Others are just exhausted by the whole brand that this movement has implemented. After BuzzFeed took a trip to Pinterest’s perfectly DIY-polished offices last week, Jezebel’s Kelly Faircloth penned a “regularly scheduled reminder that you should not feel obligated to commit D.I.Y.”

Expressing dismay at the widespread permeation of the DIY ethos, Faircloth declared: “I know many people love D.I.Y. and very much enjoy it as a leisure activity! But just looking at that wall o’ supplies makes my palms sweat thinking about trying to mesh with the corporate culture of Pinterest. … Every time I pull so much as instant biscuits out of the oven I’m marginally amazed at myself for pulling it off. The only D.I.Y. I’m interested in would be Outlander knitwear and even then I’m just going to hire my vastly more talented cousin to make anything I truly must have. D.I.Y. is for the birds.”

Earlier this year, Nikil Saval at the Pacific Standard looked at the Internet’s desire to discover quick solutions and easy upgrades from a more insidious angle. For Saval, DIY is not merely annoying or time-wasting—it’s counterproductive and harmful for any thinking person.

We all got along fine before life hacks lists and Pinterest boards.

“The life-hacking industry has created pseudo-intellectuals who sell useless advice about how to arrange your pantry or devise a better storage system for winter clothes (plus, someone has to program those self-monitoring apps),” Saval wrote. “But mostly life-hacking threatens to turn every aspect of life into a task to be managed. It enlarges the amount of work to be done, in a way that—typical, maybe, of today’s economy—creates virtually no jobs, except pointless ones.”

Saval’s take here is severe and mildly reactionary, but he does manage to plug into the primary limitations of DIY and life hacks.

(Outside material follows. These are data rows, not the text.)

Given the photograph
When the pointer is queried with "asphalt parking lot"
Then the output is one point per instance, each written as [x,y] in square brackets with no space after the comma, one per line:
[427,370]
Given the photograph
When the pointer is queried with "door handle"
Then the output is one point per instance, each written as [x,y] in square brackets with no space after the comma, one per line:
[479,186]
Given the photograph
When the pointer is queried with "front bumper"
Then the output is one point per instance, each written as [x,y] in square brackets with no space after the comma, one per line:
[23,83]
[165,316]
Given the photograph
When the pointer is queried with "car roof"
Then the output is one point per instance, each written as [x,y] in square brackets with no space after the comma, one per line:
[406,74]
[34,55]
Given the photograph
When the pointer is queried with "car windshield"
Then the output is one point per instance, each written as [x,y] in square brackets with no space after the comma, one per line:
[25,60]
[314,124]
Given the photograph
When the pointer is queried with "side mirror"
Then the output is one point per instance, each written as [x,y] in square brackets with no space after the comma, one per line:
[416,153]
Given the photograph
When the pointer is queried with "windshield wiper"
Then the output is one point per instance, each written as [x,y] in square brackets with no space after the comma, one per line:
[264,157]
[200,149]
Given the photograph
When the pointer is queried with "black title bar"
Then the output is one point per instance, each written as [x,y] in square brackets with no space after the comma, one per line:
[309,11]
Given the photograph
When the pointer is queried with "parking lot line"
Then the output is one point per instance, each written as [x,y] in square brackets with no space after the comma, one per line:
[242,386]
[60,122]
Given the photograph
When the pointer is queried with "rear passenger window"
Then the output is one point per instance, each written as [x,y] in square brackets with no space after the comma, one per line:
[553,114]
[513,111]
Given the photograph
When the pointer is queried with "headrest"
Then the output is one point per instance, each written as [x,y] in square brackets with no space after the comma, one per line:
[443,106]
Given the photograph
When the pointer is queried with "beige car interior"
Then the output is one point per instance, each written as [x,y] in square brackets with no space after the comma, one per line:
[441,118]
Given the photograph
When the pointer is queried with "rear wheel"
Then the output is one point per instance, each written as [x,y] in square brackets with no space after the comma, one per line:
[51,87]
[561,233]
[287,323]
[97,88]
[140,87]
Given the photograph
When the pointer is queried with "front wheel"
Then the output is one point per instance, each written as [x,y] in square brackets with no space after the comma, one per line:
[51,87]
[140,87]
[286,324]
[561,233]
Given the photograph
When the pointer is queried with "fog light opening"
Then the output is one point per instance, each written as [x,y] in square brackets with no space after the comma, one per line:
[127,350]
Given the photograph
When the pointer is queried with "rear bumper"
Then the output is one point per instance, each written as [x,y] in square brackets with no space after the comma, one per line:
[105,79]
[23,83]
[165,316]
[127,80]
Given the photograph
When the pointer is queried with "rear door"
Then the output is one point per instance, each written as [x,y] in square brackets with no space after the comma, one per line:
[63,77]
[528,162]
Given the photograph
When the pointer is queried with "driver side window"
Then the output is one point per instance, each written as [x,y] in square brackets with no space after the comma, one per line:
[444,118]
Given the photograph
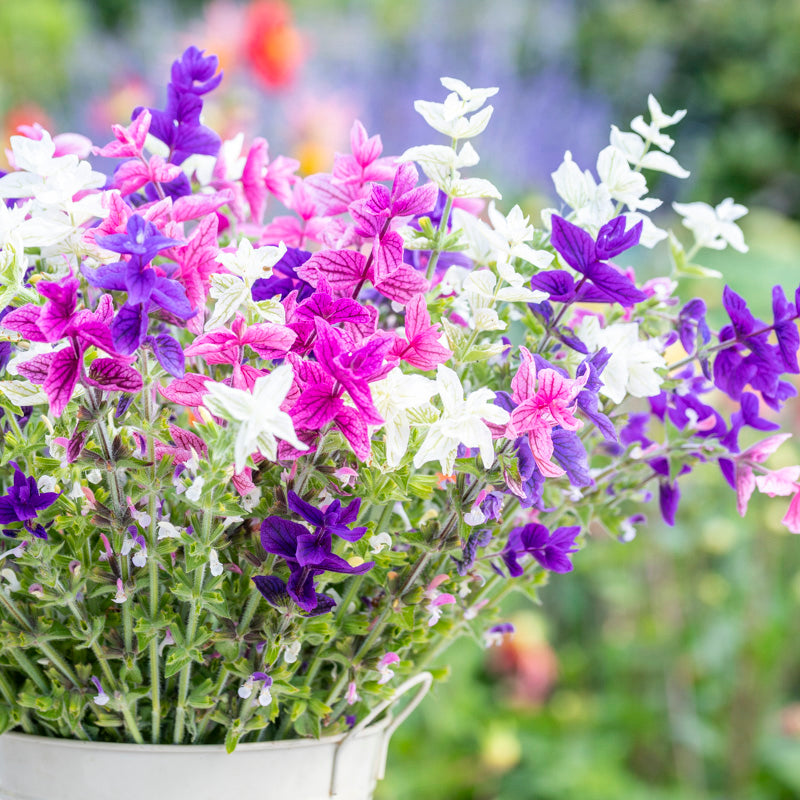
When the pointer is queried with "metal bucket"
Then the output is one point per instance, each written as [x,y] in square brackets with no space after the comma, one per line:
[344,767]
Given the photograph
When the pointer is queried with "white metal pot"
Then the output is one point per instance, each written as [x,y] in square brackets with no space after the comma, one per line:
[344,767]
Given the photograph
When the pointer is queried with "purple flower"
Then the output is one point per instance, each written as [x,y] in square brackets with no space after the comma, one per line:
[145,288]
[332,520]
[307,555]
[551,550]
[141,239]
[22,503]
[692,325]
[284,278]
[194,72]
[178,125]
[588,257]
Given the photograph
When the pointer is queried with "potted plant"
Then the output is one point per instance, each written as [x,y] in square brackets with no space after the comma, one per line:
[258,474]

DIY and life hacks are extended solutions to simple tasks. In essence, they provide detailed procedures where you once would have trusted yourself to figure it out. This is best encapsulated in this GIF, demonstrating a fancy way to fold a shirt, versus this GIF, making fun of the previous one.

DIY is a fun distraction, no question about it. And opposed to most time-wasters, it’s possible that looking at DIY tips can lead to something productive. But you don’t need to be connected to the grid to be handy. We all got along fine before life hacks lists and Pinterest boards. And while those things are a fine source of enjoyment once in awhile, you shouldn’t feel bad if you’re not into them. The point of the DIY craze is to improve your life, not to become a lifestyle in and of itself.

So even if you’re not tying your shoes right, don’t sweat it. Learning the correct method wouldn’t hurt, but you’ve got by this long without it, haven’t you?